As the virus continues to spread, we can expect to see an increase in words associated with it also being blocked. While the overall goal here is to ensure brand safety and stop the misinformation being spread about the Coronavirus, these heightened measures will negatively impact programmatic revenue for legit news organizations reporting on it and providing health information to consumers. If advertisers are too stringent in their approach to protecting their brands in this time of crisis they can expect to see diminishing returns on their campaigns.

Digital Advertising Stricken With Coronavirus?

If you’re not busy constructing homemade NP95 masks or getting into fistfights over the last bottle of Purell at the pharmacy, you might wonder to yourself, “Hey—how is the spread of the coronavirus going to affect digital media and advertising, especially news outlets?” A new regulatory filing from The New York Times does not bode well.

On Monday the company claimed a slowdown in advertising bookings could be attributed to “uncertainly and anxiety” over the quickly spreading coronavirus.

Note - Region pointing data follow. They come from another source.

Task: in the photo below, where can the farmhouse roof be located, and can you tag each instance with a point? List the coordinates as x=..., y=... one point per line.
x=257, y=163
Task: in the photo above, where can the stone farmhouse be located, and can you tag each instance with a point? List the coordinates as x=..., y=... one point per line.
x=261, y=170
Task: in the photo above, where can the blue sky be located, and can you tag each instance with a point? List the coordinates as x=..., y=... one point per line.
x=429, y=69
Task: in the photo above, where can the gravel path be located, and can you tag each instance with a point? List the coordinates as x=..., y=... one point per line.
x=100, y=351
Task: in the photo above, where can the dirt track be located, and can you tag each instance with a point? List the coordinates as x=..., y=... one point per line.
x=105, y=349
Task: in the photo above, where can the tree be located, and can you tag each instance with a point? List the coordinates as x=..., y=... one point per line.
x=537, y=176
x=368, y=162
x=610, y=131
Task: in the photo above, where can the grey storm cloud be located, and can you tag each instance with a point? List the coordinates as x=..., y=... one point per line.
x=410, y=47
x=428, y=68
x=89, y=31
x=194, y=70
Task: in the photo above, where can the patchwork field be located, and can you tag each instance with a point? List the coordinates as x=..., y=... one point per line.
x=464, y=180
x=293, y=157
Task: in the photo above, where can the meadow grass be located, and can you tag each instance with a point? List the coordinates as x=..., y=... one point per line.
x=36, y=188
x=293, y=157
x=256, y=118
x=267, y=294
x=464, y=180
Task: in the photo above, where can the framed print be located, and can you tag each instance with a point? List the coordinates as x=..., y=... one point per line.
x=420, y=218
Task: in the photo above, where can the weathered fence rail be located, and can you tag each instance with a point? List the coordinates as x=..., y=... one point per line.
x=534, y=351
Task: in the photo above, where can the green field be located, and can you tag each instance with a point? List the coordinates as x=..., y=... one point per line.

CEO Mark Thompson said overall advertising at the Old Gray Lady was expected to fall at a mid-teens rate this quarter, with digital advertising down 10%.

Why This Matters

The interesting thing here is that Thompson is talking about bookings or reserved inventory. During many crises—think hurricanes, snowstorms, and natural disasters—where people are hitting the Internet hard for information and updates, real-time programmatic revenue has swelled for news sources. And if the coronavirus forces people to stay in their homes for weeks at a time, you can bet they’re going to seek solace in the Internet. So reserved inventory is likely to take a hit, but don’t count real-time programmatic out.